Nor did you mention ONB. It's a logical place to start before going after the occipital nerve stimulation. And as was pointed out in your other post, your O2 regime is not tweaked to its best effect. Read up and you'll find this can be more effective with the suggested use pattern. God bless. lance

To clarify and add... The stim treatments I have received were external and due to damaged nerves and tissue it cause an immense amount of pain that wouldn't stop for hours. I was sedated after the last attempt at stim bbecuase of pain. My neuro does not want to risk minimally invasive procedures also due to my scar tissue. The scar tissue covers about 40-45% of my temporal lobe and 30-33% of my occipital lobe. Surgery would require removing part of my skull and even then the scar tissue presents a big problem. Also disturbing tissue around my hypothalamus risks increasing the size of the gap that has formed above my hypothalamus between my left and right hemispheres from previous head trauma. The further that gap opens the higher risk of permanent brain damage effecting my speech, sight, and motor skills/dexterity. In regards to ONB I have not discussed that with my neuro, but I will ask him next visit. I am sure there is a reason he hasn't brought it up. I will also check my journals to see if there is mention of a nerve block anywhere.

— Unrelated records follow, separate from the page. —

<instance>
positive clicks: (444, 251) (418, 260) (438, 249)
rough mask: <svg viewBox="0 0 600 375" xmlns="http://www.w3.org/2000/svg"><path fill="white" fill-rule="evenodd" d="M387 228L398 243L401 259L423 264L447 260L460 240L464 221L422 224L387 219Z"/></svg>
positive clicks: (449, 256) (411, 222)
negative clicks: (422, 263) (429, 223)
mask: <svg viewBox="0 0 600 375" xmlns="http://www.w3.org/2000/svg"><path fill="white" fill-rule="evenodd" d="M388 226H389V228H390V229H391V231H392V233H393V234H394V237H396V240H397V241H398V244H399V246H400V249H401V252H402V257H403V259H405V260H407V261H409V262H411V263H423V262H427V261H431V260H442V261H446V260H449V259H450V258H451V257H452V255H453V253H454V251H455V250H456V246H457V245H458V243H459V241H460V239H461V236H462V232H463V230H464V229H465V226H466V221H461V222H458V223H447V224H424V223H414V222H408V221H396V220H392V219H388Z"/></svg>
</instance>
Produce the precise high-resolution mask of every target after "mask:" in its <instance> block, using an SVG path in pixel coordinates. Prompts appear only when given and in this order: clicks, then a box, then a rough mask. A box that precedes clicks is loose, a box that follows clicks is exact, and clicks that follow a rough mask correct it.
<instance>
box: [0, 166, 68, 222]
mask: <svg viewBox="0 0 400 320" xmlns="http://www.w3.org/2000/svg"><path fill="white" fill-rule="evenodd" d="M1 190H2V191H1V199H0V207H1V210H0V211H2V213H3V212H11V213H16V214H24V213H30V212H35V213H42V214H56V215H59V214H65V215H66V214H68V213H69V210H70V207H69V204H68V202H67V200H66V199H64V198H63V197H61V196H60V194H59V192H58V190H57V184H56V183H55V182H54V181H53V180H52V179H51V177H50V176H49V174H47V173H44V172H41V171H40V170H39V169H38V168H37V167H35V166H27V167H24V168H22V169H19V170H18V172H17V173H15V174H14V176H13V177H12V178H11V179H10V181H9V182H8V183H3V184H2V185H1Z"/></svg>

The pain killers were never prescribed as a cure. My neuro prescribed them to improve my quality of life and give me a crutch to keep myself up so to speak. At the time I was last prescribed painkillers I was having 8-14 attacks per 24 hrs and wasn't sleeping without medical aid and incapable of sleeping more than 3 hrs. I wasn't able to work or drive myself anywhere. After 6 months my attacks drastically dropped unexpectedly and I got off the pain meds. I then went through a terrible withdrawal and experienced excruciating rebound headaches which lasted about 2 months. That is why I don't want to go back on pain meds. My neuro specializes in traumatic injury which is why I see him. CH was chronic before the traumas but not nearly as intense as they were/are after my injuries. As a result of injury to my neck and lumbar I have random nerve misfires which can make me twitch, jump, feel numb, and feel pain randomly. I have had a 6 surgeries to correct most of the damage from when I was hit by a car which was the cause of most of my problems but I have had several sports injuries before that which is where most of my brain injuries came from. I go through regular electric stimulation for rehabilitation from being hit by the car, surgeries, and nerve therapy which for some reason more often than not triggers a CH or intensifies and existing CH. I have also tried electric shock treatment which failed miserably ( I am sure most of you reading that were like DDDUUUUUUHHHHHHH but desperate times call for desperate measures) I am going to start the D3 method Saturday and am anxious for results. It is the kind of treatment I am looking for so I really hope it works. If I can manage better on D3 I can start more aggressive treatment with nerve therapy and more intense physical therapy. If I am going to live with CH I might as well be healthy and able to do the things I love. I haven't kayaked, hiked, or climbed in 4 years. I can't even tell you guys how amazing it would be to be able to do those things again.

Thanks for the advice Batch I will hold off on D3 until I can get a test done. I have an appointment with my neuro wed I will ask if I can have the test done then or if I have to see my PCP. Do you know of any other options aside from the D3 that have been successful?